10% responses marked as hallucinations would not be shown the end user. Instead, relevant search result snippets are presented to the user to ensure that user sees only factually accurate information. These 10% responses includes about 5% actual hallucinations and 5% false positives.
90% responses not tagged as hallucinations would be shown to the user and those included 3% hallucinations (false negatives), which is similar to about 3% hallucinations users would see in GPT4 generated responses.
Compared to GPT-4, Mixtral can be deployed at a significantly lower cost and can be run fully within your own infrastructure, without any outbound API calls that may leak sensitive information. This combination of Mixtral and TruthChecker represents a major advancement in conversational AI for enterprise applications, where the accuracy of information is paramount. It will allow enterprises to leverage the power of Mixtral8x7B in a cost-effective manner while maintaining high standards of accuracy and reliability in their AI-driven communication use cases.
Pre-TC hallucination rate
TC rejection rate
Post-TC residual hallucination rate
GPT-4 hallucination rate
Open dataset: Here we evaluated Mixtral+TC performance on our RAG dataset. We are now exploring if we can evaluate on a suitable academic of industry dataset. We want to evaluate on the real world use case of a RAG chatbot based on a single knowledge base, and so far we have not found public datasets that align with that use case. Typically, academic datasets like TruthfulQA and HotpotQA are structured such that each example has its own grounding knowledge document instead of all examples referring to a shared set of documents.

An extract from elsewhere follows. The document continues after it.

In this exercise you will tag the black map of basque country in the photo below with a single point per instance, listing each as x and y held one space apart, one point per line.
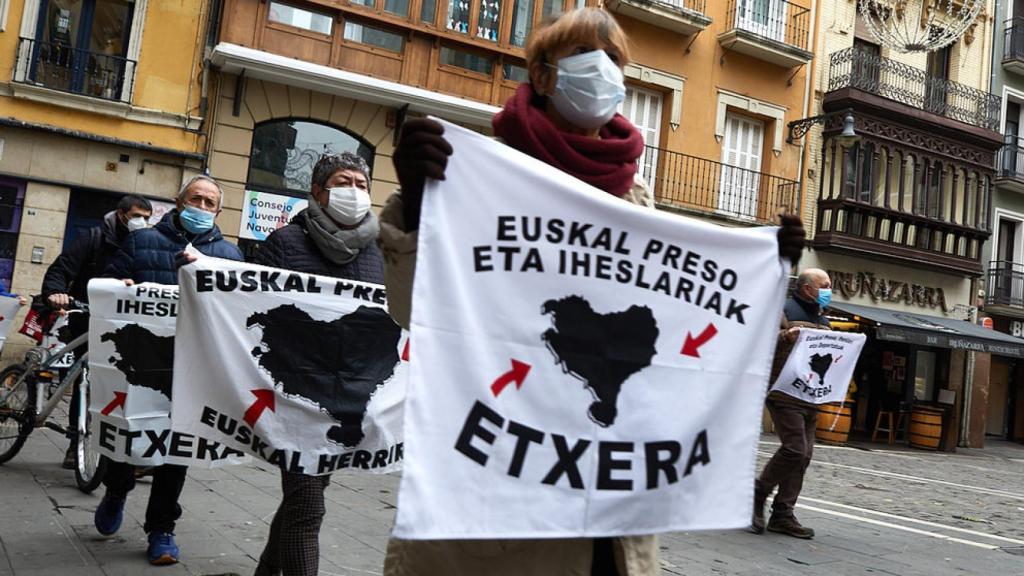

Larger dataset: The 530 row dataset used in this experiment is small and contains few hallucinations. So, we plan to repeat this experiment with a larger, 2500 row dataset.
Fine tuning: We anticipate further improvement in hallucination rate if Mixtral is fine tuned on the knowledge base. We have already demonstrated this behavior for other models such as Llama2 7B and Flan-UL2, but we are curious to see if we can go beyond GPT4 performance.
Response regeneration: When TruthChecker marks a response as a hallucination, ideally the original response is discarded and a new response gets generated that is factually accurate. We are working on a response regeneration model that would perform this task.